I just turn my head and face the open window. It’s as definite a refusal as I can muster without saying the words. If I try to say anything right now I know I won’t end up leaving. And at this point I’m leaving as much for her sake as for mine. Thanks to this circus the world would sniff out a ‘cousin fucks cousin’ scandal without a care about whether there’s any actual biology involved. They would harass her to the end of time. Funny how after everything I still care about how she feels.
So I wait in silence until she gives up and slowly opens the door. She’s probably combing her brain to figure out how to bid a final farewell to a hated ex-lover. I guess she can’t come up with anything because after a moment I hear her footsteps heading in the opposite direction, toward the big house. Only then do I look at her, just to catch one final glimpse of the swing of her hair and the straight line of her back before she melts into the darkness.
There’s nothing to do now but start the engine and head for the road. In two minutes I’m outside of Atlantis and I don’t look back.
Now that I’m out of there can I start to think straight again.
Really, I lost my grudge against the Savages a long time ago. Maybe it never existed in the first place. I was angry and hurting for a long time so whatever reasons there were for my exile seemed unimportant.
I do know one thing. No matter what she says these days, that girl loved me once. She loved me as much as I loved her. But the world is filled with a million sad stories, stories of what’s been lost and who has suffered. Ren and I, we’re just another of those stories.

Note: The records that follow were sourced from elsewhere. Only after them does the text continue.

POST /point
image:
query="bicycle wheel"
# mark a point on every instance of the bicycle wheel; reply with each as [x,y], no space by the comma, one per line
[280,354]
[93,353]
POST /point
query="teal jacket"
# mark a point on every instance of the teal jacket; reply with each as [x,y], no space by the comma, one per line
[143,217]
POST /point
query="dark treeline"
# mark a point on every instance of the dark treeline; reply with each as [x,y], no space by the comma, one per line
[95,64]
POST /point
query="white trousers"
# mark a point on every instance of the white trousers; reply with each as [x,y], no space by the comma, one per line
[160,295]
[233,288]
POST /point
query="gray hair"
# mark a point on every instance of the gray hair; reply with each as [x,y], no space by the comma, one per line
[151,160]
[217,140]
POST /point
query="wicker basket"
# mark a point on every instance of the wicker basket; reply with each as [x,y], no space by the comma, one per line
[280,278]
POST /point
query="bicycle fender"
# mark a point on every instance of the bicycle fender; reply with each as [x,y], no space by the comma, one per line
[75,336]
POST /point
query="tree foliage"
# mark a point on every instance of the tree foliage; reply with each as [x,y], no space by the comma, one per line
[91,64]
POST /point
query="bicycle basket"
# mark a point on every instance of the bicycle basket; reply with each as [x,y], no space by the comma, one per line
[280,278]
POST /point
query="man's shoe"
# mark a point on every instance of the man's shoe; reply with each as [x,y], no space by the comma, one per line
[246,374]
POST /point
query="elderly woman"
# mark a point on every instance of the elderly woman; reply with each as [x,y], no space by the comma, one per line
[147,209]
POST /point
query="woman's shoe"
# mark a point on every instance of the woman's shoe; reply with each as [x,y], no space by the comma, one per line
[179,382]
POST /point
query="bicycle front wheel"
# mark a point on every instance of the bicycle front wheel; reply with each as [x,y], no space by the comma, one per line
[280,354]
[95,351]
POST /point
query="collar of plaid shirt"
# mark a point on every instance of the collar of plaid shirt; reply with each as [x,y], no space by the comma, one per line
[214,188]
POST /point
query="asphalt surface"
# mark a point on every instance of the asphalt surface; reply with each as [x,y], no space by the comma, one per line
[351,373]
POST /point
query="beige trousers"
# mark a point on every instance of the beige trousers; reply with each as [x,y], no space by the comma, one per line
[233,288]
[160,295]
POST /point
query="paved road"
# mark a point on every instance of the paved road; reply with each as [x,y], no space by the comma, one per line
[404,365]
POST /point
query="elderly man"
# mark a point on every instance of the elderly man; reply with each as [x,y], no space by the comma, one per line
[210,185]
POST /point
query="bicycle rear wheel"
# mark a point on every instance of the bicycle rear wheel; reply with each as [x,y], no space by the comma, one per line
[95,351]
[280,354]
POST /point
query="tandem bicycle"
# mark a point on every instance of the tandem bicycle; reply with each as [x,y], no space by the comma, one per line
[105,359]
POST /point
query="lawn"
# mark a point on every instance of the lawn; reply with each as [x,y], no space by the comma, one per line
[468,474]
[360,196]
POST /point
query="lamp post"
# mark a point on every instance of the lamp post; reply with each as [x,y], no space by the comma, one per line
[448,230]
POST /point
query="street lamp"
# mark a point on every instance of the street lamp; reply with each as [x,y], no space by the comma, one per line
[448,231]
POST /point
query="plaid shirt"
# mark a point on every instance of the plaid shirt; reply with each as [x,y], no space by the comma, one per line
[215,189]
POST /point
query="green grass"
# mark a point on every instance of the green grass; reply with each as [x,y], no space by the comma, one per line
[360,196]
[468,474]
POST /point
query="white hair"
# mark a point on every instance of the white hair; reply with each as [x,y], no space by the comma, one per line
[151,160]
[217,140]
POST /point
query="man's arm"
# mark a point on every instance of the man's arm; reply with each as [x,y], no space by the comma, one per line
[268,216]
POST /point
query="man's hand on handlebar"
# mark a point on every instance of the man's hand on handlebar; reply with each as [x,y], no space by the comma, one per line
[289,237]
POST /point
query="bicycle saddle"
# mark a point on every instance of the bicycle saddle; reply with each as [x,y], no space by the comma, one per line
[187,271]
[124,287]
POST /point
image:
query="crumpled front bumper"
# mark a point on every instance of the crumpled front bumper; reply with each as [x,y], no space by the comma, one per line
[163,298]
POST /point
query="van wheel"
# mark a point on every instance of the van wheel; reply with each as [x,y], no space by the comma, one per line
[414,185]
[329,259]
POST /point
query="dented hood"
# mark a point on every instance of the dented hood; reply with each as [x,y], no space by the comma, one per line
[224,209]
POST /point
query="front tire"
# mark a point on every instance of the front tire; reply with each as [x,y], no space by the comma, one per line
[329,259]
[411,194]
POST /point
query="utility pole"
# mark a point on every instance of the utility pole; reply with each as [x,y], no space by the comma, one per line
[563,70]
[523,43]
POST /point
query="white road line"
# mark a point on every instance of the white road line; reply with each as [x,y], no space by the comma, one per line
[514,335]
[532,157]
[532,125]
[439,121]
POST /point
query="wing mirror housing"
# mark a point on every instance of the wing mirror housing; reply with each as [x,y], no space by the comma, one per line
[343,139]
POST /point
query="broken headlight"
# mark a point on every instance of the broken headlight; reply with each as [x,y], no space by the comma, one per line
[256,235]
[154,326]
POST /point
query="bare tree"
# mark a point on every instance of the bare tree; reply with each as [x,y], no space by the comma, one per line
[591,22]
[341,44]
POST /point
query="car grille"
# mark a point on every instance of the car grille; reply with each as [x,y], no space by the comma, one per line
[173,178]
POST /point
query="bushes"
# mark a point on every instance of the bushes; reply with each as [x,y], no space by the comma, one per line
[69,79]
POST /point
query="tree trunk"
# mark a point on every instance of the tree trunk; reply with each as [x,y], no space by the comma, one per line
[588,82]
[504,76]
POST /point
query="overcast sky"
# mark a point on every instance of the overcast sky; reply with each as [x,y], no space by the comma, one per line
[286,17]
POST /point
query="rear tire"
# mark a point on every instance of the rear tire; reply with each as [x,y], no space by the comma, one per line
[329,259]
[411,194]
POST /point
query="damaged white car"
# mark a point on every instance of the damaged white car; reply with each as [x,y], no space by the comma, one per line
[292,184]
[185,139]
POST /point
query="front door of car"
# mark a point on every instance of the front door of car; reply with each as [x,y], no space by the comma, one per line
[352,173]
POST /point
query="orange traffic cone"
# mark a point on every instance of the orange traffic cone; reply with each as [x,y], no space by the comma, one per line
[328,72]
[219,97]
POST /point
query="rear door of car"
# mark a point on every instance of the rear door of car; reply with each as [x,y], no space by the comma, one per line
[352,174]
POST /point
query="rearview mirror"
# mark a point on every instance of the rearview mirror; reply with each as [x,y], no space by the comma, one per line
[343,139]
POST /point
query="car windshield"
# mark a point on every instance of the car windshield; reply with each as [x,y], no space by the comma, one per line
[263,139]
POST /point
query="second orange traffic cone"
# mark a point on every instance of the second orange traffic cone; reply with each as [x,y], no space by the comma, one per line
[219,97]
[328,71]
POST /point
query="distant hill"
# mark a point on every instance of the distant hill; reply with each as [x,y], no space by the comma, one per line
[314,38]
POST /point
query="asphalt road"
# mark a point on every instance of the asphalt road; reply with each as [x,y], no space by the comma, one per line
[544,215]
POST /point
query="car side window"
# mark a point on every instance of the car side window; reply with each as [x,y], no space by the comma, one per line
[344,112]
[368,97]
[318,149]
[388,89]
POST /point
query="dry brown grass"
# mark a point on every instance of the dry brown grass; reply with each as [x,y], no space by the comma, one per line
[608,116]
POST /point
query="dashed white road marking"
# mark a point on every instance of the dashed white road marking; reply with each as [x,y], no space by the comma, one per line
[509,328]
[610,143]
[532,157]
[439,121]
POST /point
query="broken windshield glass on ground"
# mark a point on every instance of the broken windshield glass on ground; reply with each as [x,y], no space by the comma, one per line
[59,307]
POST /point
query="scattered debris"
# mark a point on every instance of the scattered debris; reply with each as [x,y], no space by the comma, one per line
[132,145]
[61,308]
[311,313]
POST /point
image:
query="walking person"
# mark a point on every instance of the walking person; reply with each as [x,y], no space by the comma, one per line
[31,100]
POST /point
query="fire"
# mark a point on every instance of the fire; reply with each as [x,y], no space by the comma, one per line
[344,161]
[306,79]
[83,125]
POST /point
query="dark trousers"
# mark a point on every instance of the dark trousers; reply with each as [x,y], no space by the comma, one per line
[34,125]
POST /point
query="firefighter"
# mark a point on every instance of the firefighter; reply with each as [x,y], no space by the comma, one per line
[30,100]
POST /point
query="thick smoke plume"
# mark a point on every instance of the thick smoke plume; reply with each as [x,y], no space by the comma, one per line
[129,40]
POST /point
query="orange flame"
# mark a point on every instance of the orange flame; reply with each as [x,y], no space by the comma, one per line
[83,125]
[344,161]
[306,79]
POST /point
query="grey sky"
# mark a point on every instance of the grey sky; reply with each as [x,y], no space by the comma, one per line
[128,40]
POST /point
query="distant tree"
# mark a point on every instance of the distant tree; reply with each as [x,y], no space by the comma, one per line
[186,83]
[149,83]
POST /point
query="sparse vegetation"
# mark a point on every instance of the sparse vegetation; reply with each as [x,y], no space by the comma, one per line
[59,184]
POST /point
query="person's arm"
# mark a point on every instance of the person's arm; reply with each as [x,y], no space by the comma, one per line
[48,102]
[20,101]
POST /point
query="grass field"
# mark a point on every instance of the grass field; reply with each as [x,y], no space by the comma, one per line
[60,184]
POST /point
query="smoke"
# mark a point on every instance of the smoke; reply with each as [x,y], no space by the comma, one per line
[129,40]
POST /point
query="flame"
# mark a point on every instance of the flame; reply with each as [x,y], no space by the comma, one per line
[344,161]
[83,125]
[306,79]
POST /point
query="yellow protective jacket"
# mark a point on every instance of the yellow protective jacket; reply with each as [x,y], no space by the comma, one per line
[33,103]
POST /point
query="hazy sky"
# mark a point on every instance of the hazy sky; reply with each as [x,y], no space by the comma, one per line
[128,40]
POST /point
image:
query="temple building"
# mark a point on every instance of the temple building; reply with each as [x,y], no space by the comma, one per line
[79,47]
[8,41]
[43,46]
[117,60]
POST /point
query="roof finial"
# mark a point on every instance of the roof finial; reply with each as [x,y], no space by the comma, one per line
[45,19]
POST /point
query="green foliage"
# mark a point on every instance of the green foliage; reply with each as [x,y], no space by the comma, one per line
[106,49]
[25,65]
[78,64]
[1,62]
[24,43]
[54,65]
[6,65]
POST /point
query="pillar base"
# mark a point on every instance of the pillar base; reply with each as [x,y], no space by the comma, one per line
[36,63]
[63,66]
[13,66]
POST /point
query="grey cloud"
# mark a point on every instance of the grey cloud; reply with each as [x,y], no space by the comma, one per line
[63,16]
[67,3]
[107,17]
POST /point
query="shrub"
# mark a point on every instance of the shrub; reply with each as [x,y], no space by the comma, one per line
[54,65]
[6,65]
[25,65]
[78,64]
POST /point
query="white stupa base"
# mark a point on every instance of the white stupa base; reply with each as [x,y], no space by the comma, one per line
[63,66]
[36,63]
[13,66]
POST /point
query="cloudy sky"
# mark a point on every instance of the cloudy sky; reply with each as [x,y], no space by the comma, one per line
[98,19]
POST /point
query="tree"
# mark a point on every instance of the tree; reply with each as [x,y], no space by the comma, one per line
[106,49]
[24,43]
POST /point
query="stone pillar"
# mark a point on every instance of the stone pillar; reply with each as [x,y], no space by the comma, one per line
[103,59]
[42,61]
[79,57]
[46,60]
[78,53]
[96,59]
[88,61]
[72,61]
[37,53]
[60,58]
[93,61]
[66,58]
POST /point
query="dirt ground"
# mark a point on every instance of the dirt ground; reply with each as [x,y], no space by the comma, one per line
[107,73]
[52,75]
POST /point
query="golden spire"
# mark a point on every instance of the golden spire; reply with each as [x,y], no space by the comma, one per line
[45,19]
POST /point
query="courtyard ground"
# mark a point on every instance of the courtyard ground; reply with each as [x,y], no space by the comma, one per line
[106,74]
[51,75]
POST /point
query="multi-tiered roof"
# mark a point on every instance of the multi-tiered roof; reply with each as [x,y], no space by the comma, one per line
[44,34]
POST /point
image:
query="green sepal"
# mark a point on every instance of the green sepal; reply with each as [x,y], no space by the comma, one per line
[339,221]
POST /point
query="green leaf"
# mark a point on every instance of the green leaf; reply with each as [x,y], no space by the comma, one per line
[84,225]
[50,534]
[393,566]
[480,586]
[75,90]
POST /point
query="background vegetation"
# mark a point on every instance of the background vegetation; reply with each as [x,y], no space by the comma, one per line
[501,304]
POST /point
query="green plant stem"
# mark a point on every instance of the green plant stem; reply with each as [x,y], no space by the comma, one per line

And now I can finally say that the story has ended. Not happily, but ended just the same.
CHAPTER EIGHTEEN
REN
Nothing seems real tonight. Not the ache between my legs or bruised sensation still on my lips or the fresh smell of the approaching rain. My steps are leaden as I leave Oscar and I don’t take a breath until I hear his truck roaring away into the night.
Spencer happens to be coming around the side of the house with a thick coil of rope around one shoulder when I reach the porch. I try to avoid being bathed in the yellow porch light, but it’s not enough to escape my brother’s scrutiny. He stops, staring. “What the hell happened to you?”
“Nothing. “ My voice sounds froggy so I clear it and try again. “I was just out for a walk.”
“You look pretty messed up for a walk.”
“Yeah, well. It got windy, okay?”
Spence glances in the direction where Oz’s truck disappeared. The sound of the engine lingers but the taillights are no longer visible. He must have already gone around the bend of the road that leads out of Atlantis. He’s gone. There will be no answer to the misery in my soul.
Could I have stopped him from leaving? No, there’s no use running after a man who finds you contemptible. Twice now I’ve watched him leave. At the moment I couldn’t say which occasion was more devastating. I’m not as raw as I was five years ago though.